Comprámos, isso sim, um roupeiro novo para as roupas da Maria mas apenas porque aqueles que encontrava à venda em 2ª mão (por preços bem acessíveis até) já estavam armados, o que dificultava o transporte.
No outro dia, um colega que tem uma menina pequenina, abordou-me na cantina para dizer que ainda tinha em casa a cadeira onde a mulher dava de amamentar à filha; não a usavam mais e perguntou-me se eu já tinha uma e se estaria interessada.
Outra vez, fui à pedicure (creio que era apenas a 3ª vez que lá ia e nem falamos muito porque a senhora não se sente muito à vontade a falar em inglês) e mal cheguei disse-me logo que tinha estado a dar uma arrumação no armário e encontrou a bomba tira-leite; estava ela a pensar quem conhecia que pudesse dar-lhe uso e lembrou-se de mim – é só esterelizá -la e está pronta a ser usada.
E é assim que funciona neste país, onde o salário mínimo nacional roça os 1.500 euros mensais mas ninguém atira dinheiro ao ar nem compra algo só porque o vizinho também tem ou por pura ostentação. Aliás, noto mesmo uma expressão de satisfação (diria até quase de felicidade) no rosto das pessoas quando nos dão estas coisas; parecem sentir-se genuinamente bem com esta “transferência” de bens.

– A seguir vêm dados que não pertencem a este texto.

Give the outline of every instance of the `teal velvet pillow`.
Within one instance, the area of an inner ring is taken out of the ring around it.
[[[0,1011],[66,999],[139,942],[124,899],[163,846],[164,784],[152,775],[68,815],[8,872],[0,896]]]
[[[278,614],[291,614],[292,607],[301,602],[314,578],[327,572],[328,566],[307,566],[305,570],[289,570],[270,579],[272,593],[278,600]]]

Chamem-nos forretas mas estes valores são importantes para nós e é com base neles que queremos educar a Maria: não viver para as aparências, não ser materialista, não querer mostrar o que não se tem ou não se precisa ter. Não, não se trata de nenhuma lavagem cerebral depois de quase ano e meio de Holanda – já partilhávamos esta linha de pensamento antes de nos mudarmos para cá, apenas não conheciamos muita gente na Madeira que a partilhasse (especialmente na prática). Aqui, o lema não é gastar enquanto se tem mas sim poupar o que se tem. E não porque se tenha pouco. Os mais ricos gostam tanto das promoções no supermercado quanto os menos ricos. É uma questão cultural.